I walked out from the restaurant, got to the pier, and then walked back to the restaurant--I'd forgotten to pay my bill again! I'm still confused about the variable dining-out protocol here...at pubs I order at the counter and they usually want me to pay ahead, although some will keep a running tab; at some coffee shops like this one, I order at the counter, but they want me to pay when I leave (and they don't bring the bill); at other restaurants, I'm to order from a waitress at the table and then need to ask for the bill, sometimes paying the server, sometimes paying up front. I shouldn't be surprised that I occasionally mess up on this, but I felt embarrassed and exasperated at my oversight. The café owner told me she had seen me leave but didn't want to chase after me and create a scene. She appreciated my honesty in returning, and a white-haired patron at the counter empathized--she had done it a few times, too. We had a good laugh, and I headed back to the pier.

One new bird caught my attention on the pavement--the body-size of a sparrow with striking black-and-white chevron markings, and a long tail that flicks up and down like a Hollywood clapboard. I described it to the proprietor of a nature-based craft store, and he said it was a pied wagtail. Appropriately named.

I sat on a rock wall by the harbor and watched seagulls fly and tree trunks get loaded onto a cargo ship. Once again I began to question my choice of Inveraray as my base on Argyll. Why not Lochgilphead, a sweet-looking little fishing village we passed today heading south? Or even Campeltown, which at least has more port activity and all the trappings of a large town and the chance of a movie theatre?

On the return bus trip to Inverarary, I spotted a wild swan swimming in the loch's waters, fish jumping the surface in three floating round pens, a white crane fishing in the tall grass of a marsh, two people tying off a sailboat as it bobbed in some kind of lock, and a family camping near the shore--their campfire on the sand, their tent on the grass, their brown skin shiny with sweat from the heat or maybe midge spray.

It's all a thread.
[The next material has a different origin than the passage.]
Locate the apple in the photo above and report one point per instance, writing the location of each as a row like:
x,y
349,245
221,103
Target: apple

An invisible skein of spider's silk that we unwind behind us, day to day to day. We connect with others, tie off a knot, launch into a new direction. We leave behind a trace of our energy, a shadow of our having been there, a wisp of us that no one else can recreate.

I chose Inverarary to meet Geoff and Jean and Heather and Ani and Peter. To get stuck and unstuck in a public bathroom. To see all these lovely sights today. To set my face toward Jura for equally mysterious reasons, for equally yet-unknown meetings. To be who I am every moment.